Aulë’s lack of training, his fear-barking, and his debilitating anxiety made him a challenge. Neither of us had ever raised or trained a fearful dog—we were in over our heads and needed help—fast (lest we inadvertently make his anxieties worse).

We’d met and spoken briefly with Jason Cohen of Canine Cohen Dog Training at the Brooklyn Badass adoption event, and decided to contact him to discuss his experience with anxious dogs. Jason offered immediate advice and we quickly surmised that working with him would be an asset. We scheduled an in-home session with Jason for an initial evaluation to determine a proper course of training and to teach us some basics.

Aulë did not change overnight. His trauma is so deeply rooted, it would be ignorant to expect him to just “snap out of it” and be free of his fears right away—as is true with any trauma survivor. Over the ensuing weeks, we met with Jason regularly, trained continually, discussed new issues as they presented, tried ever-new methods, and used patience, patience, patience.

Working with Aulë through Jason’s tailored methods—for Aulë, balanced training (positive reinforcement and strict boundaries)—we have been able to peel away some of the layers of mistrust and have discovered an absolutely hilarious, intelligent, precious, silly, and loving pup. He is a downright charmer, and a cornerstone of our family. He now adores Ian, racing to greet him every evening, sitting at his side, snuggling and fawning for his attention. He and Omar are regular play buddies. It has been an incredible transformation.

We will never know what violence and neglect little Aulë survived, but we are committed to providing him with patience and safety at all times, leading him confidently, and loving him unconditionally. His ongoing evolution has been and continues to be miraculous. He is not the timid and scattered dog we brought home that cold day in November; he is happy, silly, playful, obedient, and confident.

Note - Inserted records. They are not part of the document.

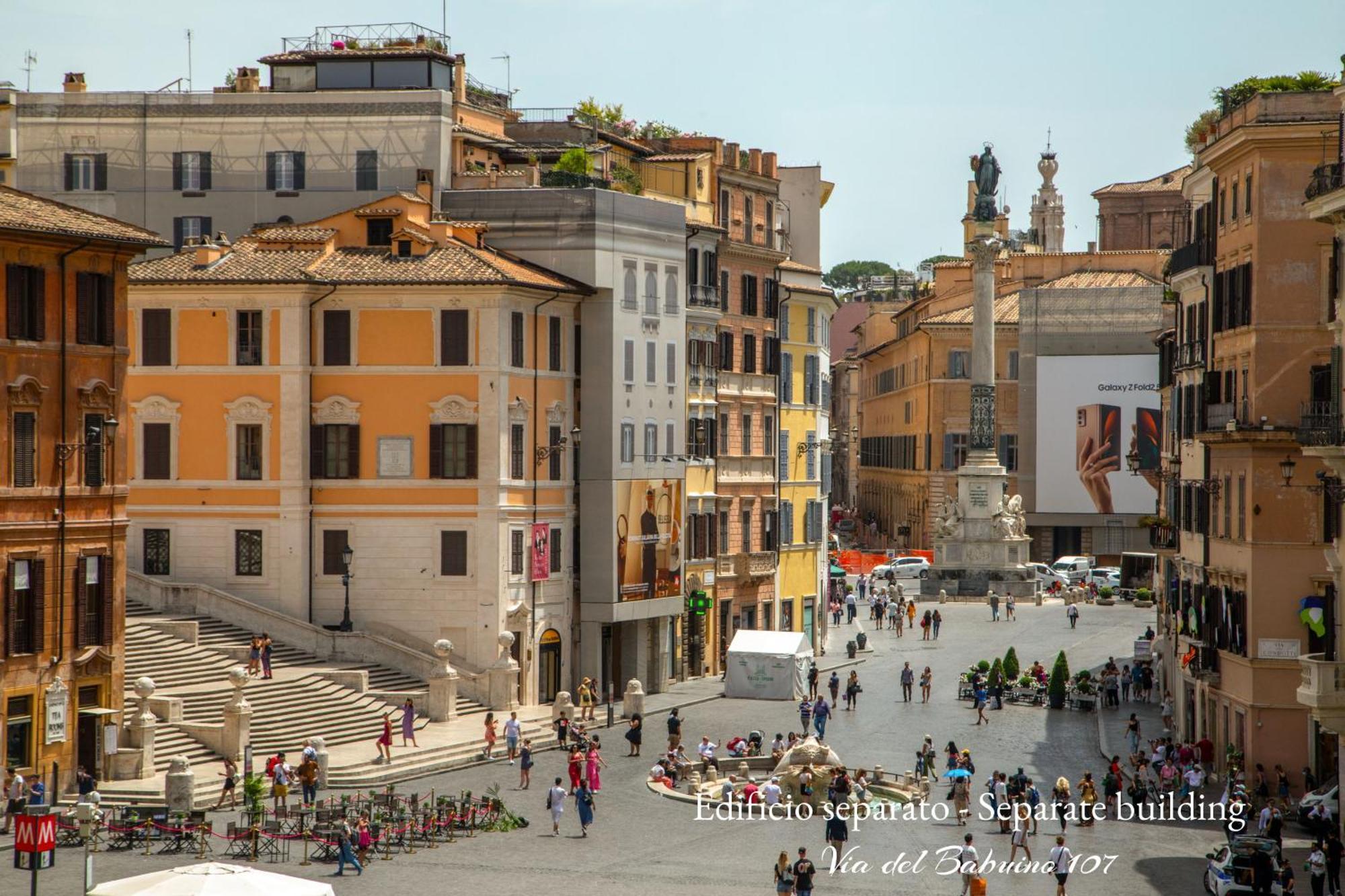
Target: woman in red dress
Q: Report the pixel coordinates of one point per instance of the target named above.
(385, 741)
(576, 767)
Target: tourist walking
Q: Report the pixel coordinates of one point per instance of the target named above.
(584, 805)
(525, 764)
(804, 872)
(821, 713)
(490, 736)
(634, 733)
(587, 698)
(1061, 861)
(346, 854)
(783, 873)
(385, 740)
(512, 732)
(410, 723)
(266, 655)
(556, 805)
(592, 763)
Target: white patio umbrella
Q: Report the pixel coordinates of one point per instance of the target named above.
(213, 879)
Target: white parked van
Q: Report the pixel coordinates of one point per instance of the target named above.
(1074, 569)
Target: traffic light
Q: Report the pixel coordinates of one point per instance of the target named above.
(699, 603)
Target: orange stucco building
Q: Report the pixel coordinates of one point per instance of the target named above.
(63, 483)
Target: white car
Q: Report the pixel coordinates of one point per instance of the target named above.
(903, 568)
(1047, 576)
(1105, 576)
(1230, 868)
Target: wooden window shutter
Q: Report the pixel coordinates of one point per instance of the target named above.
(471, 451)
(37, 581)
(353, 451)
(81, 602)
(436, 451)
(108, 594)
(40, 302)
(85, 299)
(317, 452)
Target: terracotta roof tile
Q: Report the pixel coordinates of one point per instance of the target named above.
(1007, 313)
(34, 214)
(1167, 182)
(295, 235)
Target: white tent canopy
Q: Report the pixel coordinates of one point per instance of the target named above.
(769, 665)
(213, 879)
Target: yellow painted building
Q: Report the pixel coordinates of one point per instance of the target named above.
(379, 378)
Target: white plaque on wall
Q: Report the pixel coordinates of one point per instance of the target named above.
(395, 456)
(1278, 647)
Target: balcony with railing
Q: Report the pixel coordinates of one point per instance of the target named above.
(1194, 255)
(1319, 424)
(1223, 413)
(1163, 537)
(704, 296)
(1323, 686)
(1190, 354)
(759, 564)
(1325, 179)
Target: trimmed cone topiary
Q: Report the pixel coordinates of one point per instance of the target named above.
(1059, 678)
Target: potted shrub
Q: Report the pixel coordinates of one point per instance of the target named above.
(1059, 680)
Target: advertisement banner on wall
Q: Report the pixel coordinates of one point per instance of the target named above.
(649, 538)
(1093, 411)
(541, 552)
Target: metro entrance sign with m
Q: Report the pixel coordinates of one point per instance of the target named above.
(34, 833)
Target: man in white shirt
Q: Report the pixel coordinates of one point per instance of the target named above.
(707, 751)
(1061, 858)
(14, 792)
(968, 854)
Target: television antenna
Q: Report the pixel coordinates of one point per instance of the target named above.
(29, 60)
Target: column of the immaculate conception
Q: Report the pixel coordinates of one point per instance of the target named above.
(981, 538)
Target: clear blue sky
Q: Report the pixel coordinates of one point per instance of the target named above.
(891, 97)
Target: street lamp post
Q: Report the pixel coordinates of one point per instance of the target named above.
(346, 556)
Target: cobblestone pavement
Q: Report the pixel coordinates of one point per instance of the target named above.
(654, 845)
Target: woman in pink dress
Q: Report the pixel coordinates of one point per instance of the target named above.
(385, 741)
(592, 764)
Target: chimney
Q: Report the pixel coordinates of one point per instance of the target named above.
(247, 80)
(208, 252)
(426, 185)
(459, 79)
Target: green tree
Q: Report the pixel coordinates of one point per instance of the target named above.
(847, 275)
(575, 162)
(1059, 681)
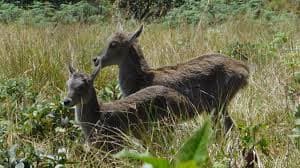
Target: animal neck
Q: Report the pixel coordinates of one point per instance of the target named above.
(134, 71)
(88, 113)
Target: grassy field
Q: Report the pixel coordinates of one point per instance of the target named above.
(33, 65)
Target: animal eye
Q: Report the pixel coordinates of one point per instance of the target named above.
(113, 44)
(81, 87)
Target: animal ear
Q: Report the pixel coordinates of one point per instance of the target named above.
(136, 34)
(71, 69)
(119, 27)
(95, 72)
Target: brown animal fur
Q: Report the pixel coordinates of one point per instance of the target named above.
(209, 81)
(104, 123)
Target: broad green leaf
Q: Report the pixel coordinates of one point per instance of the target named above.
(195, 148)
(145, 157)
(297, 122)
(188, 164)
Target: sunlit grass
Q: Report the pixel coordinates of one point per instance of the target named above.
(41, 54)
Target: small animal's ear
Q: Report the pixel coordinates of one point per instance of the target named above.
(133, 106)
(71, 69)
(95, 72)
(119, 27)
(136, 34)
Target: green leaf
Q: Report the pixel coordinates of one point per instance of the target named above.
(195, 148)
(297, 122)
(145, 157)
(297, 77)
(189, 164)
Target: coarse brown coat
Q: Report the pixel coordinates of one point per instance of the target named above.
(209, 81)
(104, 123)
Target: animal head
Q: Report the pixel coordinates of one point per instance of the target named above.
(80, 86)
(117, 48)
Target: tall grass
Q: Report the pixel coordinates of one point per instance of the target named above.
(41, 54)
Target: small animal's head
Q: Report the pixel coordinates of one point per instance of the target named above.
(80, 86)
(117, 48)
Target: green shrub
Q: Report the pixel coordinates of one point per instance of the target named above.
(192, 154)
(144, 9)
(9, 12)
(44, 12)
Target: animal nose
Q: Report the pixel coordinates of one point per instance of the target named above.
(67, 101)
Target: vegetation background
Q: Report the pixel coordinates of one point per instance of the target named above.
(38, 37)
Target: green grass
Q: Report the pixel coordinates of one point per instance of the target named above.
(40, 54)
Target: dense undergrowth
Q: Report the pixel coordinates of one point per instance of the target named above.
(35, 129)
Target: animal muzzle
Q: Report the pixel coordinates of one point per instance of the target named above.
(96, 61)
(67, 102)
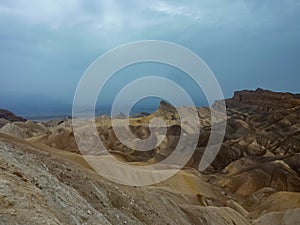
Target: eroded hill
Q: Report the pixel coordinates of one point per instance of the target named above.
(253, 180)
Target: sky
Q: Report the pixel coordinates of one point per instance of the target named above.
(47, 45)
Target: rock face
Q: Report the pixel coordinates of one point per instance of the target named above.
(7, 116)
(255, 178)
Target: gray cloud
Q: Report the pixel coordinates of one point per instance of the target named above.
(46, 45)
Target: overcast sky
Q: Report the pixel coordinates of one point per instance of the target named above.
(46, 45)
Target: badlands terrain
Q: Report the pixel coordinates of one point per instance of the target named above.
(255, 178)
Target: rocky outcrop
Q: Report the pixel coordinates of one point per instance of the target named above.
(254, 179)
(7, 116)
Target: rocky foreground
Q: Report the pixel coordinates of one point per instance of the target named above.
(255, 178)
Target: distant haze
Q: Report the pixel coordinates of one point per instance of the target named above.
(45, 46)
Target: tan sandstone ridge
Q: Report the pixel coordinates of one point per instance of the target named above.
(253, 180)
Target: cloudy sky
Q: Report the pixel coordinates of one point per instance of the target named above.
(46, 45)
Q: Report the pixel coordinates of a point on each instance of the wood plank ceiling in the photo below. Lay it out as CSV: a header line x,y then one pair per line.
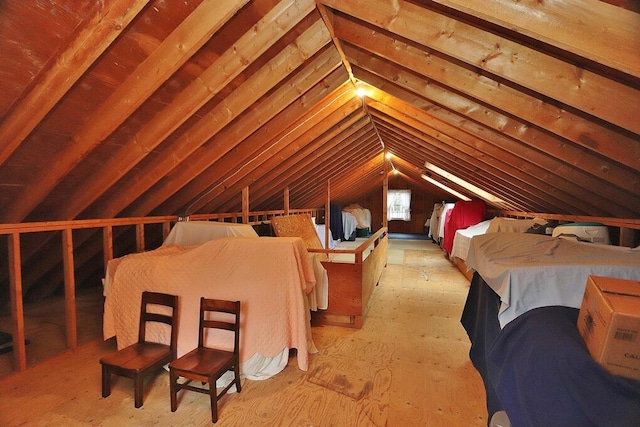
x,y
140,107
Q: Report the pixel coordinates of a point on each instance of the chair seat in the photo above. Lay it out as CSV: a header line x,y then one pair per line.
x,y
203,361
138,356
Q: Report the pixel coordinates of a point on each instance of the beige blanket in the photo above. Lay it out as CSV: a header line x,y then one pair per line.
x,y
270,276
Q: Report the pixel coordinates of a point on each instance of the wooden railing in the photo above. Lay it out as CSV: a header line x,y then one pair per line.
x,y
14,260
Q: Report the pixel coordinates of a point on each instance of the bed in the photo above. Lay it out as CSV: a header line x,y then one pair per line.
x,y
462,238
520,316
351,281
273,278
188,233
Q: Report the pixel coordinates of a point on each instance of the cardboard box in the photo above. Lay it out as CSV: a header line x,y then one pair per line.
x,y
609,323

Our previous experience and trainers did not gift us all the necessary tools for working with Aulë. We needed help. We have a special dog with shifting needs that weren’t readily solved in a how-to guide or through standard training methodology. We needed Jason’s keen understanding of rescues and canine anxiety, his interminable commitment to developing helpful strategies, and his generous and patient dedication to teaching us how to better communicate with and understand our sweet prince Aulë.